The Pennsylvania Supreme Executive Council to the Pennsylvania General Assembly (unpublished)

Gentlemen:

Council Chamber, Philadelphia, February 21st, 1788.

We sincerely congratulate your Honorable House on the ratification of the Federal Constitution, by the convention of this State since your last recess, and we flatter ourselves that its adoption will be attended with important good consequences to all the States in the Union.

In compliance with your resolution of the thirteenth of November last, we have obtained and now lay before the General Assembly, discriptions of the lands lying between the Northern Boundary of this State and Lake Erie, with an estimate of the sums which will probably be necessary for the purchases of the same, as will appear by the papers marked No. 1 and 2, to which we beg leave to refer. We have likewise wrote to our Delegates in Congress, relative to the estimate. Their answer as soon as it comes to hand will be transmitted to your House.

A revenue law of this State, passed the twenty-fifth day of September, 1783, requiring merchants who re-ship goods from Philadelphia to produce within one year certificates of the goods being actually landed at the Port of destination, appears to bear hard on the trade of this port. We therefore recommend a revisal of the aforesaid revenue act, when the merchants will have an opportunity of laying the particular inconveniences before your house.

The officers of the Land Office do not consider themselves authorised by the present laws to grant re-locating warrants, in cases where warrants on which the purchase money has been paid, are deprived of land by prior grants, we are of opinion that this power ought to be given, as the time may come, when vacant lands will not remain for them, and in that case the owners may call on the State for compemsation.

The granting of land in the late purchase has nearly ceased, and we are apprehensive that this fund will continue unproductive, untill the terms of the new purchase are lowered, a measure which we therefore recommend.

Great mistakes have been committed by the Orphans’ Courts of the different counties of this State, respecting pensions, particularly in providing for the support of the widows and orphans of militia men who fell in the late war; this power in the opinion of Council ought to be lodged in more proper hands, and its decisions thereby rendered more uniform.

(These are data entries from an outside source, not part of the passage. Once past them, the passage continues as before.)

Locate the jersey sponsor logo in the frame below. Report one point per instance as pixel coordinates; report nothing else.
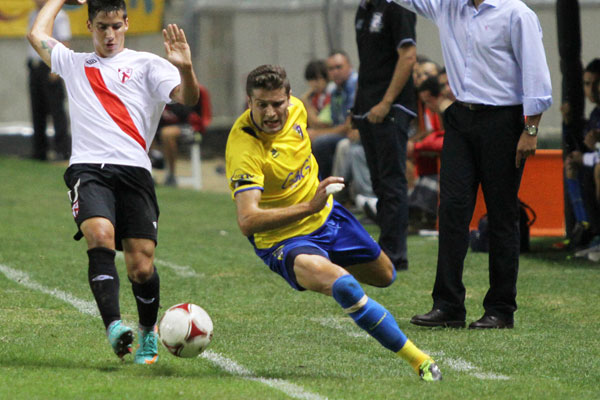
(298, 129)
(113, 105)
(239, 175)
(278, 253)
(376, 23)
(125, 74)
(75, 209)
(294, 177)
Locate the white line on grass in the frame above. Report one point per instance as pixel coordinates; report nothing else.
(456, 364)
(184, 271)
(226, 364)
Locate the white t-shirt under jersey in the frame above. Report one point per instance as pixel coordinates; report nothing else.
(115, 103)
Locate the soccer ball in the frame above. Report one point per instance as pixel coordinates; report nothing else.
(185, 330)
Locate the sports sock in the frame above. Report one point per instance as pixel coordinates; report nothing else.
(576, 201)
(412, 355)
(147, 297)
(104, 282)
(368, 314)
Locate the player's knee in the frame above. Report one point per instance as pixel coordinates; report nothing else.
(99, 235)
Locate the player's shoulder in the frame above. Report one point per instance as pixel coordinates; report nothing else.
(243, 130)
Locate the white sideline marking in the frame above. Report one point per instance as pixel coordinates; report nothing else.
(234, 368)
(181, 270)
(230, 366)
(456, 364)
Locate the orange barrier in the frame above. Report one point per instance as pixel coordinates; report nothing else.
(542, 189)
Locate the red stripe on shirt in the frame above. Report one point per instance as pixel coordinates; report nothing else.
(113, 105)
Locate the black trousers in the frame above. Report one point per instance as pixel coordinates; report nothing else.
(385, 151)
(479, 147)
(47, 97)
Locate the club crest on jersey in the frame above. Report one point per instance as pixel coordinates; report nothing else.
(75, 208)
(125, 74)
(298, 129)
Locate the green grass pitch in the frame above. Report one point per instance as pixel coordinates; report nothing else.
(270, 342)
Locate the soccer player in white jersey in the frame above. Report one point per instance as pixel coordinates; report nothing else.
(116, 97)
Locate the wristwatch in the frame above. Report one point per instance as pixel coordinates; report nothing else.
(531, 130)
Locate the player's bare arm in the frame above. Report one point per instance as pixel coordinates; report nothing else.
(40, 35)
(527, 144)
(253, 219)
(180, 55)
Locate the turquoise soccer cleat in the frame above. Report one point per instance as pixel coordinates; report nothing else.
(147, 352)
(120, 338)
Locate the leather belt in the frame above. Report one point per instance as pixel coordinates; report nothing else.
(479, 107)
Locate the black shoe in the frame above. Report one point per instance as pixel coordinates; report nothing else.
(437, 317)
(491, 322)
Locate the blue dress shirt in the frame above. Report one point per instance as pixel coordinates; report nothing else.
(494, 55)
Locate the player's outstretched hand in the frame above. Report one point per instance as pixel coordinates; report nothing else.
(322, 194)
(176, 46)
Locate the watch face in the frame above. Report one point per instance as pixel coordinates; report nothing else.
(531, 130)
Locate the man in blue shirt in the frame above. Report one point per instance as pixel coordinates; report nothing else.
(497, 69)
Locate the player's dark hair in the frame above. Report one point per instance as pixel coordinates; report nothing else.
(340, 52)
(593, 66)
(268, 77)
(430, 84)
(107, 6)
(315, 69)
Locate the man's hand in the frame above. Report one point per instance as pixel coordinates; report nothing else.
(321, 196)
(177, 48)
(525, 148)
(378, 113)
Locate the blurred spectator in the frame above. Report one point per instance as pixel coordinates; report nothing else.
(583, 181)
(176, 119)
(316, 99)
(425, 154)
(47, 94)
(385, 105)
(342, 91)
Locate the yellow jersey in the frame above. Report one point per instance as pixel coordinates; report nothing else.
(281, 165)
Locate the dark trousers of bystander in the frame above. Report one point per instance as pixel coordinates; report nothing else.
(47, 97)
(385, 150)
(479, 147)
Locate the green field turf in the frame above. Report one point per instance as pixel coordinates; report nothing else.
(270, 342)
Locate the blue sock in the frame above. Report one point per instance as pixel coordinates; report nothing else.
(576, 201)
(367, 313)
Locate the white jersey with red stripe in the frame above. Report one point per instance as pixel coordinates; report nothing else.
(115, 103)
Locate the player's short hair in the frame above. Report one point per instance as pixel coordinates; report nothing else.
(268, 77)
(593, 66)
(340, 52)
(315, 69)
(97, 6)
(430, 84)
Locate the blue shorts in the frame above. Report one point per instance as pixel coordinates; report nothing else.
(341, 239)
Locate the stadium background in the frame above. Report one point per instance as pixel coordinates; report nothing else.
(230, 37)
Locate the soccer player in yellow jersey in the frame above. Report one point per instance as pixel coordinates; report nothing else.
(296, 227)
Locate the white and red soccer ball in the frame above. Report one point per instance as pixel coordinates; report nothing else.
(185, 330)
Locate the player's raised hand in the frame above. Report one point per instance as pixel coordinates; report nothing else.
(176, 46)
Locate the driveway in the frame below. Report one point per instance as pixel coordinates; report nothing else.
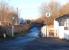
(47, 44)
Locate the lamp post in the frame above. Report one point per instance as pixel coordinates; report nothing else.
(48, 14)
(13, 18)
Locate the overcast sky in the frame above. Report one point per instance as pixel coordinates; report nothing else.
(29, 9)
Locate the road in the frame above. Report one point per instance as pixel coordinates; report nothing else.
(15, 44)
(32, 42)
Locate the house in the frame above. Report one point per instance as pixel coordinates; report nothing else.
(60, 24)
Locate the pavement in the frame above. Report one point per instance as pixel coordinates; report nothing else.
(47, 44)
(36, 44)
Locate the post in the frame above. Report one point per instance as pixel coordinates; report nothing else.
(12, 31)
(48, 14)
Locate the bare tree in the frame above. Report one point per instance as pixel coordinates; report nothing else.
(53, 8)
(6, 13)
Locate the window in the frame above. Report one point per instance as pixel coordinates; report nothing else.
(66, 24)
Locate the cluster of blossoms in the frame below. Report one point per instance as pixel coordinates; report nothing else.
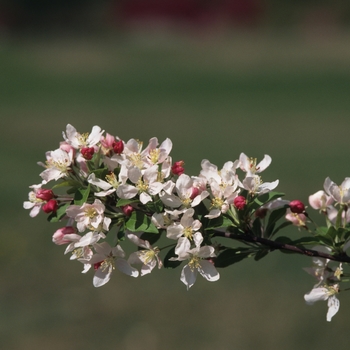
(118, 192)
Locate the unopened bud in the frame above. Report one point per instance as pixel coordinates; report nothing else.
(87, 152)
(50, 206)
(118, 147)
(297, 206)
(127, 209)
(240, 202)
(177, 168)
(45, 195)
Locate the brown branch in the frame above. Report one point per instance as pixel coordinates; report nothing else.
(273, 245)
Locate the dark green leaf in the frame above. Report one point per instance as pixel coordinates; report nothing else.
(139, 222)
(261, 254)
(221, 221)
(81, 195)
(265, 198)
(274, 216)
(231, 256)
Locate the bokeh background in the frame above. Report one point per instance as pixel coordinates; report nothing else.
(217, 78)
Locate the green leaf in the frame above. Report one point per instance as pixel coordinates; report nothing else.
(221, 221)
(280, 227)
(231, 256)
(307, 241)
(261, 254)
(59, 214)
(81, 195)
(139, 222)
(122, 202)
(265, 198)
(67, 183)
(150, 237)
(171, 264)
(155, 206)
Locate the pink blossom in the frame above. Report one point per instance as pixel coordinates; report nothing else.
(58, 236)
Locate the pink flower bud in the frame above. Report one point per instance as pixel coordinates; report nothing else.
(297, 206)
(118, 146)
(195, 192)
(239, 202)
(87, 152)
(50, 206)
(261, 213)
(177, 168)
(127, 209)
(43, 194)
(58, 236)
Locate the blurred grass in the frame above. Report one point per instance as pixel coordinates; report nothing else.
(215, 97)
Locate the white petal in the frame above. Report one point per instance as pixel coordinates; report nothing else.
(125, 267)
(333, 307)
(208, 271)
(101, 277)
(188, 277)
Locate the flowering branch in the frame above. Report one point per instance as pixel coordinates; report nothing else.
(276, 245)
(116, 191)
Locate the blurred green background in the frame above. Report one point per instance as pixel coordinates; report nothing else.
(278, 85)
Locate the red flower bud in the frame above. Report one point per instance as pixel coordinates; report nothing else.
(261, 213)
(87, 152)
(297, 206)
(45, 195)
(50, 206)
(239, 202)
(177, 168)
(118, 146)
(127, 209)
(195, 192)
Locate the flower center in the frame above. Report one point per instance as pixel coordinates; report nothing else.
(82, 139)
(90, 212)
(188, 232)
(142, 186)
(112, 180)
(194, 263)
(154, 155)
(217, 202)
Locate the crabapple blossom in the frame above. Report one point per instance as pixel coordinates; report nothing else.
(87, 215)
(297, 206)
(117, 190)
(186, 227)
(320, 200)
(196, 260)
(249, 165)
(148, 256)
(340, 194)
(79, 141)
(105, 260)
(325, 293)
(58, 165)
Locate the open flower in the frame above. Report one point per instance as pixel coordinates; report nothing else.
(78, 141)
(196, 260)
(340, 194)
(325, 293)
(88, 215)
(148, 256)
(57, 165)
(105, 260)
(248, 164)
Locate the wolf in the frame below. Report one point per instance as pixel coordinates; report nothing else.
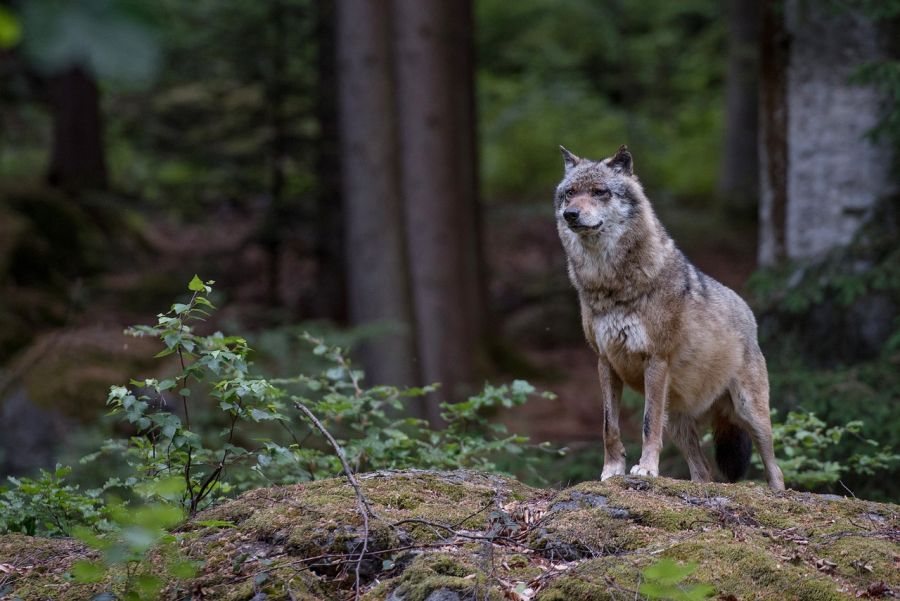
(661, 326)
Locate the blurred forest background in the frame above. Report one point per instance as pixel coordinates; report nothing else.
(381, 173)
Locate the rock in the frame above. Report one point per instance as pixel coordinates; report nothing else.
(590, 541)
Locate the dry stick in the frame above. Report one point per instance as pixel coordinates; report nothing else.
(362, 504)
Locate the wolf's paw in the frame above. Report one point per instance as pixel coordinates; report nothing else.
(609, 471)
(639, 470)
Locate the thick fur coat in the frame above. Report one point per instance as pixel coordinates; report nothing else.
(660, 326)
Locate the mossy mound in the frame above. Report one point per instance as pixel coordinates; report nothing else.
(452, 536)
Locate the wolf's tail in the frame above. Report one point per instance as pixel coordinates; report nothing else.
(733, 448)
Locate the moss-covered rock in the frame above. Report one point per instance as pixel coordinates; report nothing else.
(452, 536)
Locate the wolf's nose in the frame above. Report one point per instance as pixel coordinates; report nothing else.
(571, 214)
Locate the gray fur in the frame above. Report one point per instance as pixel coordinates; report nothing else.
(657, 323)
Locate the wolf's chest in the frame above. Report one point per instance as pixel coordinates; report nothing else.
(619, 330)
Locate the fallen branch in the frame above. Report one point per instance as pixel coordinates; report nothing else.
(362, 505)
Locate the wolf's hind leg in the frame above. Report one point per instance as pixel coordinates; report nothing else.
(750, 396)
(683, 429)
(656, 395)
(611, 395)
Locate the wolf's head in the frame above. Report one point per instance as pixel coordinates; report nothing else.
(597, 199)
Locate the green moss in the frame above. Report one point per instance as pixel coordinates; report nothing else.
(430, 573)
(862, 559)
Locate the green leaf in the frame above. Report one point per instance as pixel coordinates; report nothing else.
(196, 284)
(10, 28)
(214, 523)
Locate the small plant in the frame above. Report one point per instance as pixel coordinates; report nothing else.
(138, 554)
(665, 580)
(251, 432)
(215, 428)
(802, 443)
(47, 505)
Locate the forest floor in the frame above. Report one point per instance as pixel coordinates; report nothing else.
(66, 371)
(464, 535)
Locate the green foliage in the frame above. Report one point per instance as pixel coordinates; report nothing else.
(47, 505)
(837, 374)
(178, 462)
(803, 442)
(138, 554)
(249, 428)
(665, 580)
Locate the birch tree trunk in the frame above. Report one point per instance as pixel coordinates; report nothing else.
(820, 174)
(435, 118)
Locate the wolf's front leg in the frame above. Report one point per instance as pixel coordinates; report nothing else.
(656, 393)
(611, 393)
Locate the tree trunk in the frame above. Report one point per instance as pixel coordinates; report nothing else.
(330, 296)
(821, 175)
(739, 171)
(77, 159)
(377, 274)
(437, 179)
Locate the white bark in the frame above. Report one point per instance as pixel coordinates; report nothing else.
(835, 173)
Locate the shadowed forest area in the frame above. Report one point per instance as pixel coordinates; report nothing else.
(380, 176)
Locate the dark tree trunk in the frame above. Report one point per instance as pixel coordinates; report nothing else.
(330, 282)
(739, 173)
(437, 184)
(274, 225)
(77, 160)
(376, 267)
(773, 133)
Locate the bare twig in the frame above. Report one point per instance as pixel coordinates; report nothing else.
(362, 504)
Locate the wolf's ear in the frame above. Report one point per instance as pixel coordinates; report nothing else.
(570, 159)
(622, 162)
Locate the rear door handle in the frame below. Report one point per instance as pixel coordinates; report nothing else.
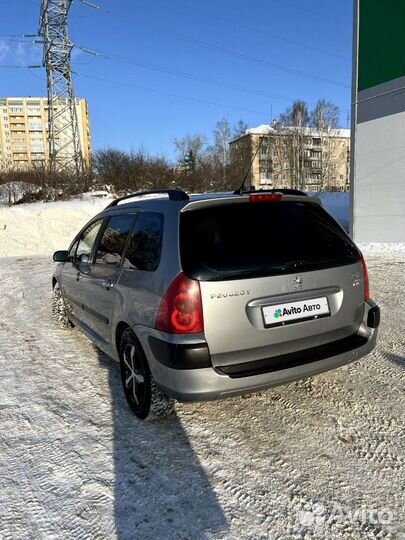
(108, 284)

The continual depreciation of our paper money merits the most serious attention of your Honorable House. This circumstance alone diffuses languor and embarrassment through the whole executive department of Government. Contracts cannot be compleated for the making of roads, or any other public business, without either risquing the honor of Government or acting on an implied depreciation of money, situations equally irksome and ineligible. We cannot help suggesting the propriety of more speedily destroying as much of it as is in the power of the treasury.

The time limited by law for compleating titles for lands held under office rights, obtained before the tenth day of December, 1776, expires on the tenth day of April next. We are of opinion that the extension of that period is necessary.

The benefits expected from the penal laws, having not equalled the benevolent wishes of its friends and framers, we recommend such alterations to be made in it as shall be calculated to render punishment a means of reformation, and the labour of criminals of profit to the State. Late experiments in Europe have demonstrated that those advantages are only to be obtained by temperance and solitude of labour.

The act entitled “An Act appointing Wardens for the port of Philadelphia, &ca.,” passed the twenty-sixth day of February, 1773, having by experience been found useful, and being on the point of expiring, we recommend an immediate renewal of the same for a further term, with such improvements as may occur to you.

We again recommend to the notice of your Honorable House the resolution of Congress passed March the twenty-first, 1787, and beg leave to suggest the propriety of passing a declaratory act, to answer the end intended by the said resolution. The latest accounts from the county of Luzerne, communicated to us by Colonel Pickering, represent the settlement as being in perfect quietness at present, and that the laws of this State havetheir free operation.

We have now the pleasure of laying before you a map of the Northern boundary of this State, as run by the Commissioners appointed for that purpose, who have compleated that useful work. We also herewith communicate a letter from His Excellency Samuel Huntington, Esquire, Governor of the State of Connecticut, in consequence of which we have mitigated the severity of John Franklin’s confinement as much as circumstances would warrant. An act of the Legislature of Virginia, concerning the Convention to be held in June next, transmitted by His Excellency the Governor of Virginia. And a letter from the Honorable Arthur St. Clair, Esquire, which we beg leave to recommend to the notice of your Honorable House.

Benjamin Franklin.

An order was drawn upon the Treasurer in favor of Alexander Hale, for four pounds ten shillings, in full of his account for a large oval table for the use of Council, materials and painting included. A letter from Henry Knox, Esquire, Secretary at War, in answer to a letter of the second instant, was read; Ordered, That the Vice President write to General Knox, and desire him to have a Court of Enquiry upon the subject of a dispute of rank between Captian Zeigler and Ferguson, and make report to Council.